Le Crayon – Certains élèves de l’Ecole normale supérieure de Cachan, dite ENS Cachan, semblent s’investir particulièrement dans la lutte contre la loi travail de Madame El Khomri, le collectif a-t-il été́ crée à cette occasion ?
Groupe Cachan – Le collectif a effectivement été́ créé à cette occasion. Il n’y avait pas d’association/collectif politique à l’E.N.S. à part le N.P.A. (Nouveau Parti Anticapitaliste) dont certains membres font partie du collectif.
Le Crayon – Qui en est à l’origine ?
Groupe Cachan – Ses membres sont des étudiants de l’E.N.S. de tous départements, avec une surreprésentation du département d’économie et gestion mais qui n’est pas très forte non plus. Un prof d’éco et un documentaliste de la B.U. (bibliothèque universitaire) de l’école. On est une trentaine, une bonne quarantaine dans les moments forts. Certains sont tout le temps là, d’autres viennent de façon moins fréquente… Chaque comité de mobilisation rassemble entre dix et quinze personnes dont l’identité́ varie en fonction des disponibilités et l’envie de chacun.
Le Crayon – En quelques mots pouvez-vous nous dire comment fonctionne ce collectif ?
Groupe Cachan – Une assemblée générale (A.G.) par semaine en moyenne qui rassemble une trentaine de personnes. Un comité de mobilisation qui se réunit 2 ou 3 fois par semaine. Il rassemble à la kfet (la cafétéria) les membres les plus actifs du collectif pour organiser les départs collectifs en manif, les évènements et les AG. Des fois des commissions sont créées pour certaines choses : des membres du comité de mobilisation se retrouvent dans un groupe plus réduit pour organiser des évènements (comme la projection de Comme des lions suivie d’un débat avec l’ouvrier syndicaliste Jean Pierre Mercier, début Avril) ou de l’affichage sur le campus par exemple.

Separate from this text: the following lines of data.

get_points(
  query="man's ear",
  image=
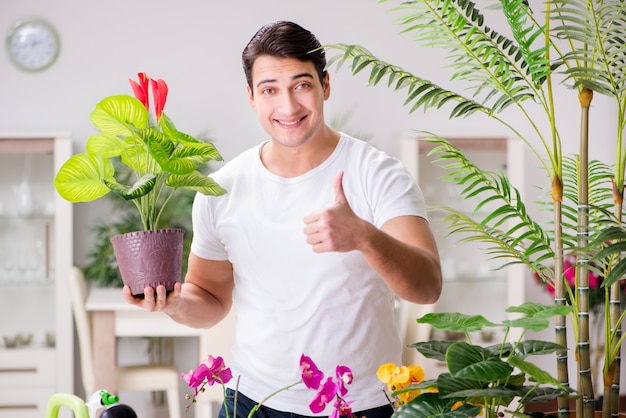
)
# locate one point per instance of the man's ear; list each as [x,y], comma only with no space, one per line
[251,98]
[326,85]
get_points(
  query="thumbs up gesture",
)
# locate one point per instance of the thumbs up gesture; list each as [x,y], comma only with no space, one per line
[336,228]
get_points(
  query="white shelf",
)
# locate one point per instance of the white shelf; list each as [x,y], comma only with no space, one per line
[35,259]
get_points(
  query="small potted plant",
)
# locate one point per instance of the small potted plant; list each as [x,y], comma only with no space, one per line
[161,159]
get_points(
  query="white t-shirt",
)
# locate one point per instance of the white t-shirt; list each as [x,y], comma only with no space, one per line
[289,300]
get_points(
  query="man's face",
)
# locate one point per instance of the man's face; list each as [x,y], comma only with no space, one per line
[288,97]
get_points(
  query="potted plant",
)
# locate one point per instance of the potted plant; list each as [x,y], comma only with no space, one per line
[161,160]
[497,378]
[582,45]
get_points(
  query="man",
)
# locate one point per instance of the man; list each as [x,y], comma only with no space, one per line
[316,234]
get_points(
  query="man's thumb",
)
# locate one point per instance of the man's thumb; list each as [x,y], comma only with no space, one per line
[340,196]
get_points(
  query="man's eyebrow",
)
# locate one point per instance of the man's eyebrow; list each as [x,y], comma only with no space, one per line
[295,77]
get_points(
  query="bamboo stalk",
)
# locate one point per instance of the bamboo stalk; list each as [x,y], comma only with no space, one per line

Ces commissions ne sont cependant pas figées, en général le com mob (comité de mobilisation) a le temps de s’occuper de tout comme nous ne sommes pas très nombreux et que nous faisons assez peu d’évènements.
L’Assemblée Générale (A.G.) désigne trois mandatés qui vont à la Coordination Nationale Etudiante et la Coordination Régionale Etudiante.
Au cours des A.G., une caisse de grève circule où chacun met des sous pour payer les déplacements aux coordinations nationales, les impressions de tracts et d’affiches et les dépenses diverses liées aux mouvements, un document Excel est rempli par chacun pour que l’on sache qui a dépensé quoi et pouvoir procéder aux remboursements.
Le gros de l’organisation et de la communication entre nous se fait sur un groupe facebook. On y parle des actions à venir, on se donne les horaires des A.G. et des com. Mob. (comites de mobilisation) et on y partage des infos diverses sur la loi travail et NUIT DEBOUT.
On a une liste mail qui sert surtout à relayer les mails de la C.N.E. (Coordination Nationale Étudiante). Une page fb est destinée à faire la pub de nos évènements.
Le Crayon – En quoi consiste votre action place de la République ? Quels liens entretenez-vous avec le collectif Nuit Debout et l’association Droit au Logement, dite D.A.L. ?
Groupe Cachan – On est nombreux à aller à NUIT DEBOUT mais pas en tant que membre du collectif qui n’est pas représenté en tant que tel à NUIT DEBOUT. Chacun participe ou non de son coté. Nino va à la radio, certains ont participé au pique nique interfac (inter facultés) organisé par la CRE (Coordination régionale Étudiante) le 21/04. Olivier participe à la commission restauration. Bref, les participations sont assez diverses, mais surtout elles sont réalisées de manière individuelle et non en tant que collectif Cachan contre la loi travail, même si on aime bien y aller à plusieurs.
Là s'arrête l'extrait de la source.